A federal judge temporarily blocked Mississippi’s new restrictive abortion law, which bans the procedure after 15 weeks gestation. The 15-week abortion ban makes exceptions only for cases of fetal abnormality or medical emergencies, but not for rape or incest.
Mississippi Gov. Phil Bryant (R) signed the 15-week abortion ban into law Monday — shortly after the state’s only abortion clinic sued. The law was in effect for less than 24 hours. On Tuesday, U.S. District Judge Carlton Reeves granted a temporary restraining order requested by Mississippi’s only abortion provider, Jackson Women’s Health Organization.
The governor said his “goal is to end abortions in Mississippi.” While a federal judge has temporarily blunted the governor and anti-choice movement’s mission, the 15-week ban is meant to set up a future confrontation in court. The anti-choice movement is ultimately hoping the federal courts will prohibit abortion before the fetus is viable, which goes against federal law.
Mississippi — home to almost 3 million people — already had one of the most restrictive abortion laws in place nationwide. The state ties with North Carolina, as they both ban the procedure 20 weeks after a person’s last menstrual period. No one has legally challenged the 20-week ban in Mississippi because the state’s only abortion clinic performs procedures up to 16.5 weeks.
The state’s only clinic sees roughly 2,000 people each year and nine out of 10 abortions take place during the first 12 weeks of pregnancy, Dr. Willie Parker, a physician at the clinic, told the PBS NewsHour. He said a 15-week ban exacerbates the abortion provider shortage, as people will travel longer distances — likely leaving the state for the procedure — and “take risks [they don’t] have to take.”
Bryant has said he aims to make Mississippi the safest place in America for an unborn child, but the state is faring poorly when it comes to protecting infants and children. According to a 2018 report by the United Health Foundation, Mississippi is ranked as the worst state in the country for clinical care for children and has the highest infant mortality and premature death rates.
As Mississippi lawmakers try to make it harder for people to obtain this safe medical procedure, they’re using misleading, inaccurate information to present their case.
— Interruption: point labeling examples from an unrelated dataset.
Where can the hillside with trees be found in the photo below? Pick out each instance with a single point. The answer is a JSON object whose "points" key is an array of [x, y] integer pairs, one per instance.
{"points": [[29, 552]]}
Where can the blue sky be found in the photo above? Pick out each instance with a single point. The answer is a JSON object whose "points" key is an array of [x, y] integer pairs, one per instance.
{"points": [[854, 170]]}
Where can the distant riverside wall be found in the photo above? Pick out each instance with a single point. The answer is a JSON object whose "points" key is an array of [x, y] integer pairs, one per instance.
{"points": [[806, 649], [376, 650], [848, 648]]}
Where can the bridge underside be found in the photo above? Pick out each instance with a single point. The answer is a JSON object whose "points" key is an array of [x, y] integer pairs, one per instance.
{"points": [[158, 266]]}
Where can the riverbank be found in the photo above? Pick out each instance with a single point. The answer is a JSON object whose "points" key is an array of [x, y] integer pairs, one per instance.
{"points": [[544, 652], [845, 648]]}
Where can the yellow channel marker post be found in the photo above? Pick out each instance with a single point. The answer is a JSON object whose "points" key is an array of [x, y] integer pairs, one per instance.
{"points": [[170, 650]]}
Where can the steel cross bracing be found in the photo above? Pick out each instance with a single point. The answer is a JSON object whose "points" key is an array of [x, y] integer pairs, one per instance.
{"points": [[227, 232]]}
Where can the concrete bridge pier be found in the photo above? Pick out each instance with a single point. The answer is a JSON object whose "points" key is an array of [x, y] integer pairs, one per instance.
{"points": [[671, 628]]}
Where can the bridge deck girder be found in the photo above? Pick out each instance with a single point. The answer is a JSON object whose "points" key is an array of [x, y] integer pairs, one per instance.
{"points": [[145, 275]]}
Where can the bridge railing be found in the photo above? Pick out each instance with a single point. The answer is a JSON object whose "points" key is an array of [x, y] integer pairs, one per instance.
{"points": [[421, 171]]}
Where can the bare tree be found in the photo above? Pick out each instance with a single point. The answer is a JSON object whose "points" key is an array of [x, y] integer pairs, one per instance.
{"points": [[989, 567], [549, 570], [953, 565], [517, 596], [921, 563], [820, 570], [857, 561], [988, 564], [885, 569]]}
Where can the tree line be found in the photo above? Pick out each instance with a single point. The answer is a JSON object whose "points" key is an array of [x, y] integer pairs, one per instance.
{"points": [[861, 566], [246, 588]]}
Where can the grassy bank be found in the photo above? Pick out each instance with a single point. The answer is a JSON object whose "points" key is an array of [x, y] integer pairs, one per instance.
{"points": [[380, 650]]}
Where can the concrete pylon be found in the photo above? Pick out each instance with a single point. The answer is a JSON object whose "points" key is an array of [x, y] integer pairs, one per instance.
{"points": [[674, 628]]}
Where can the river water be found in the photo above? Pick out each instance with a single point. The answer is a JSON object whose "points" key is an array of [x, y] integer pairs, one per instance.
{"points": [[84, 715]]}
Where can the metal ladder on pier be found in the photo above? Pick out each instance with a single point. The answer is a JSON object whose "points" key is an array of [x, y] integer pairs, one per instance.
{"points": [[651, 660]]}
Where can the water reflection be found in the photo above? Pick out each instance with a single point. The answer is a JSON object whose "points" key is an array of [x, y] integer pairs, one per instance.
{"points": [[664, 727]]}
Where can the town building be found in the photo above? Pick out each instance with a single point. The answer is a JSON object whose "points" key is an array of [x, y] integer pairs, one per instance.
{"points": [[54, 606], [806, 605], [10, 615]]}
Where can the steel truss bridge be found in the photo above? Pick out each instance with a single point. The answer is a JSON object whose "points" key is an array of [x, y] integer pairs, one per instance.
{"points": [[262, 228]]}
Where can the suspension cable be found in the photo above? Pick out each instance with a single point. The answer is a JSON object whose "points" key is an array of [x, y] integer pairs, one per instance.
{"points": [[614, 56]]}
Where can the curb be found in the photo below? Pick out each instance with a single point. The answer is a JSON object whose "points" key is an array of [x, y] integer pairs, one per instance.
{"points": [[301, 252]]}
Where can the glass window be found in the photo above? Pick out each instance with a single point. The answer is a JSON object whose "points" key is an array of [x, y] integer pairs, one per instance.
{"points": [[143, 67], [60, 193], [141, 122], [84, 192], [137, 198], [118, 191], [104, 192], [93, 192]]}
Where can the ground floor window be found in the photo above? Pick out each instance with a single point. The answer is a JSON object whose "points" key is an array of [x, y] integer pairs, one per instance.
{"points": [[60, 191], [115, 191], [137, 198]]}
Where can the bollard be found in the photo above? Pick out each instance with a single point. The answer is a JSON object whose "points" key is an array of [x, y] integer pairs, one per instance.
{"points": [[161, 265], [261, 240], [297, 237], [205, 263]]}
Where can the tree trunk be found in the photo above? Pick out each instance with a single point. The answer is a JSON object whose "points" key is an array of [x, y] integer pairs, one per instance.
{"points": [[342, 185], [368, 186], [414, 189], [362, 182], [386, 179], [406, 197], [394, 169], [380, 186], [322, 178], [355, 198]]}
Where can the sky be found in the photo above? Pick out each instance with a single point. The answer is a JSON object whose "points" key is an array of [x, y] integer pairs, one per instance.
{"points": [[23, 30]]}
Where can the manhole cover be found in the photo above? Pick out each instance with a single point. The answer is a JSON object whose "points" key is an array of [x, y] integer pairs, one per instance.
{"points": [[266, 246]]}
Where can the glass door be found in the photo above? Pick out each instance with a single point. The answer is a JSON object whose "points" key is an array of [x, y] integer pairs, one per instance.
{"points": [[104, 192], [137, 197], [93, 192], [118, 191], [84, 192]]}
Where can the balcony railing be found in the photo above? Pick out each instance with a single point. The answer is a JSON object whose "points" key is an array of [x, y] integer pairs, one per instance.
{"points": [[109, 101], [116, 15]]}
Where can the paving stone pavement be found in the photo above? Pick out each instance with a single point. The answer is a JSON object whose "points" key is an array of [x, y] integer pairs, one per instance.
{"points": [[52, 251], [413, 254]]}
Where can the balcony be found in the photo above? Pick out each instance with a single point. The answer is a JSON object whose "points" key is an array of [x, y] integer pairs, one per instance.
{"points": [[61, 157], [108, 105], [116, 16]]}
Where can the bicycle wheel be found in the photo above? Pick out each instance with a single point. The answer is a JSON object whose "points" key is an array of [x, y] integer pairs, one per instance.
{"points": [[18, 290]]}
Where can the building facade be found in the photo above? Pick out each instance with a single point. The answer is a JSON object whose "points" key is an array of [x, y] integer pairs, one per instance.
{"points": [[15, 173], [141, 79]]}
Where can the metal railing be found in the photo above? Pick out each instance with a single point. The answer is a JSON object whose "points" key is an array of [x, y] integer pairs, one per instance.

“At twelve (12) weeks’ gestation, an unborn human being can open and close his or her fingers, starts to make sucking motions, and senses stimulation from the world outside the womb. Importantly, he or she has taken on ‘the human form’ in all relevant aspects,” state lawmakers wrote in House Bill 1510. This provision is extremely misleading, and shames people looking to have an abortion. Evidence-based research published in the Journal of the American Medical Association in 2005 shows “the capacity for fetal pain is limited but indicates that fetal perception of pain is unlikely before the third trimester.” The third trimester begins at 27 to 28 weeks.
Lawmakers also write that “The majority of abortion procedures performed after fifteen (15) weeks’ gestation are dilation and evacuation procedures which involve the use of surgical instruments to crush and tear the unborn child apart before removing the pieces of the dead child from the womb.” Dilation and evacuation is the most commonly used method, but it is a safe and effective way to terminate a pregnancy. How it actually works: a physician dilates the patient’s cervix and removes the fetus using medical instruments.
“I refer to it as an ‘abortion’ or ‘abortion procedure’ versus qualifying them as surgical abortions since they aren’t all surgical,” said Dr. Bhavik Kumar, a physician who performs abortion at Whole Woman’s Health Austin in Texas told ThinkProgress in reference to dilation and evacuation. “In addition, According to a the latest independent, nonpartisan research from the National Academies of Sciences, Engineering and Medicine (NASEM) this procedure is the ‘superior method’ for abortions after 16 weeks, and is safe with minimal rates of complications.”
Language used in House Bill 1510, which is now law, is not medically accurate and is meant to stigmatize the procedure.
This story has been updated to include information about a judge temporarily blocking the 15-week ban.